I had to learn a song, a first song called “Shooting Star,” which actually was “Go the Distance” before “Go the Distance” came in. It was the first song they had written for that character. But I think I was very lucky, and Alan responded to my singing, and I guess Disney did too. I’d worked really hard on the song, and I remembered thinking to myself that the song was so much about feeling out of place but also connected to a part of yourself that’s very strong inside. That even though you feel like you didn’t belong where you were at that moment, you knew it wasn’t just you. There was something about yourself that was going to be okay in all of this, even though you knew this was where you were not supposed to be right now. And Los Angeles for a lot of young actors, particularly from the Northeast with theater training, makes you feel a little disoriented out there and alone. So I connected to it in that way. The song spoke to me.

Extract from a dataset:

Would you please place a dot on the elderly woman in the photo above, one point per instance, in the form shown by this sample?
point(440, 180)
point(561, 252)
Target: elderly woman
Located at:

I feel like this is a song that resonates with a lot of people, especially those who grew up with it. Have you had people come up to you and want to talk about the song?
They do! I was just in rehearsal for a show in another country, and a young actor came up to me. And of course, the first shock is that it’s an adult talking to you, saying that your voice changed them when they were a child. That’s always a little like, ouch. [Laughs] The vanity thing kicks in first. But he said it was like his anthem as a kid, and he couldn’t believe that I was standing in front of him.
And then there are times where I’ll go online and I’ll see comments about how it got them through exams, it got them through a tough time, and it’s on their “I can do it” playlist. And then I’ll get times where I get a meaningful letter about things with people’s health or difficult times where they feel moved by the song. So beyond my own joy that my children and their children are going to be able to hear great-grandpa singin’ his tune — which is wonderful for me, and I’m so grateful — but the fact that I was part of a song that has meant so much to so many is so deeply gratifying.
I know Alan Menken and David Zippel have written a few new songs for the stage show. What’s it been like to return to this world and tackle some new songs?
Oh, they’re great. I’ve listened to them, and I am a part of one. It’s fantastic. Can you imagine? I’ve heard these songs and watched this movie so many times over the years, and I know it very, very well, and now I get to rehear it live. I get to watch people learn it, hear “Go the Distance” being sung by a wonderful actor-singer Jelani Alladin and also learn a tune for this character that I never dreamed of doing. So it’s pretty much a complete thrill every day. And the new song that I’m doing is very, very cool.
I can’t wait to be standing there, and I’m just absolutely thrilled that I’m back in Hercules. I really thought that would never, ever happen. I knew my days playing Hercules were long ago, so it’s pretty damn thrilling.